というシステム(ロジックアプリ)を構築していきます。

ロジックアプリを作成

まず、Marketplace から Logic App を検索し、作成します。

customvision21

ワークフローを作成

ロジックアプリが作成されると、Logic Apps デザイナーが表示されます。そのデザイナー上で、作成したロジックアプリの動作を決めるワークフローを設定します。

まず、ワークフローには、特定のイベントが起きたときにワークフローの処理を開始するためのトリガーを設定する必要があります。

今回は、新しいツイートが投稿されたときに処理を開始したいため、「新しいツイートが投稿されたら」をトリガーにします(本記事のキャプチャ画像が途中まで英語表記なのは昔に撮影したものを使っているからです……今は日本語になっていると思います)。

customvision22

「新しいツイートが投稿されたら」を選択すると、次の画面のようにトリガーが設定されます。

「サインイン」を選択して Twitter と連携します。

customvision23

その後、検索テキストを設定します。今回は、主に鷺沢文香さんのMVスクショを集めたかったため

文香 filter:images exclude:retweets

を検索テキストに設定しました。

trigger

トリガーの設定を終えたら「ツイートから取得した画像を Custom Vision に送信する」処理を設定していきます。
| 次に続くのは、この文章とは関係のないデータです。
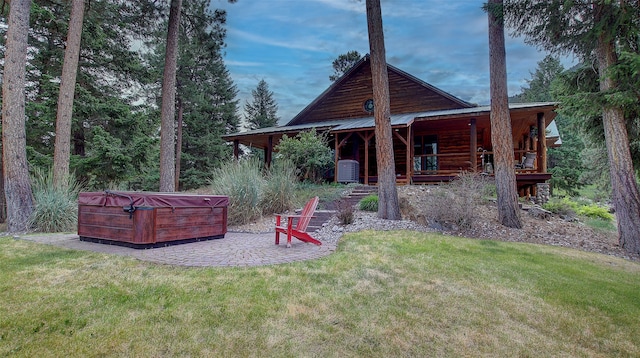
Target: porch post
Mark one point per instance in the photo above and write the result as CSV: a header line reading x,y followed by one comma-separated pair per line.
x,y
542,144
335,159
268,153
366,158
409,166
473,145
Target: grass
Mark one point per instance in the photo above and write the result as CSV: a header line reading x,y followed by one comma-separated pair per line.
x,y
380,294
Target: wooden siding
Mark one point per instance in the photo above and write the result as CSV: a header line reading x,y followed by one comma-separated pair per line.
x,y
347,98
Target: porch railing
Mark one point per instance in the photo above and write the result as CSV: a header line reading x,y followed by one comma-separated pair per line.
x,y
428,164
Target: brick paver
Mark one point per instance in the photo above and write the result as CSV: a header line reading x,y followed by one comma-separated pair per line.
x,y
235,249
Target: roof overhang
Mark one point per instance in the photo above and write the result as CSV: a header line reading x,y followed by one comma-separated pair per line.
x,y
260,138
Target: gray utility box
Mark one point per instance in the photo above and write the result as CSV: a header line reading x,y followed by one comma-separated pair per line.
x,y
348,171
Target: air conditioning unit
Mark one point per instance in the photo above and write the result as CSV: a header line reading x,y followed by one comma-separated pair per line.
x,y
348,171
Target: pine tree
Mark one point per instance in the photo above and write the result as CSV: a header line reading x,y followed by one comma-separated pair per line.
x,y
604,32
564,162
501,132
62,146
262,111
14,157
207,95
388,205
168,108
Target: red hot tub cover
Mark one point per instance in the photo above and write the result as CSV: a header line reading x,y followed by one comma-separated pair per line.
x,y
152,200
141,219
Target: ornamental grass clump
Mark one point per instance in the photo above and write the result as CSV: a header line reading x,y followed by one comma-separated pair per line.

ツイートには複数枚の画像が含まれている場合があるため、For Eachで1枚ずつ取り出す必要があります。

For Eachを使用するには「新しいステップ」→「さらに追加…」→「For Each の追加」と選択します。そして、For Eachのループ対象として「メディアURL」を選択します。

これで、画像1枚(のURL)に対する処理を定義できるようになります。

customvision25

そして、ツイートから取り出した画像のURLを Custom Vison に送信するために「HTTP」を追加します。

HTTP の設定は以下の通りです。

  • 方法(メソッドのこと)は POST を選択
  • URI には Custom Vision の「Prediction URL」を選択すると表示されるペインの「If you have an image URL:」の下にある URL を入力
  • ヘッダーもそのペインに表示されているとおりに設定
  • ボディには
    {"Url": "@items('For_each')"}

    を入力(@items~の部分は「MediaUrls – 項目」と表示されるはず)

designer-http

最後に、POST のレスポンス(画像の判別結果)にしたがって Slack に通知する処理を設定します。

「条件の追加」を選択して、「値の選択」に「式」として次のものを入力します。

json(body('HTTP'))['predictions'][0]['tagName']

condition

この式は、前段のアクションで返された JSON レスポンスの ['predictions'][0]['tagName'] の値を示しています。

その値は画像に対して付けられたラベル(ここでは Positive か Negative)になるはずです。

よって、全体の条件は次の画像のように設定します。

condition

このように条件を設定することで、画像が Positive と判別されたときは条件の「true の場合」のアクションが実行され、そうでないときは「false の場合」のアクションが実行されます。

 

今回は、画像が Positive と判別されたときにその画像を Slack に投稿したいので、「true の場合」に対するアクションとして Slack の「投稿メッセージ」を設定します。

「投稿メッセージ」の「チャンネル名」には任意のチャンネルを設定し、「メッセージテキスト」には「MediaUrls – 項目」を設定します。

slack

以上で Logic Apps の設定は終わりです。

 

動作確認

ワークフローを「保存」して、しばらく放置してみましょう。

条件に合致するツイートが投稿されたら Slack に通知が届くと思います(自分でツイートしてみるのもありです)。

 

私はこのシステムを開発したことで、毎日がとても楽しいです。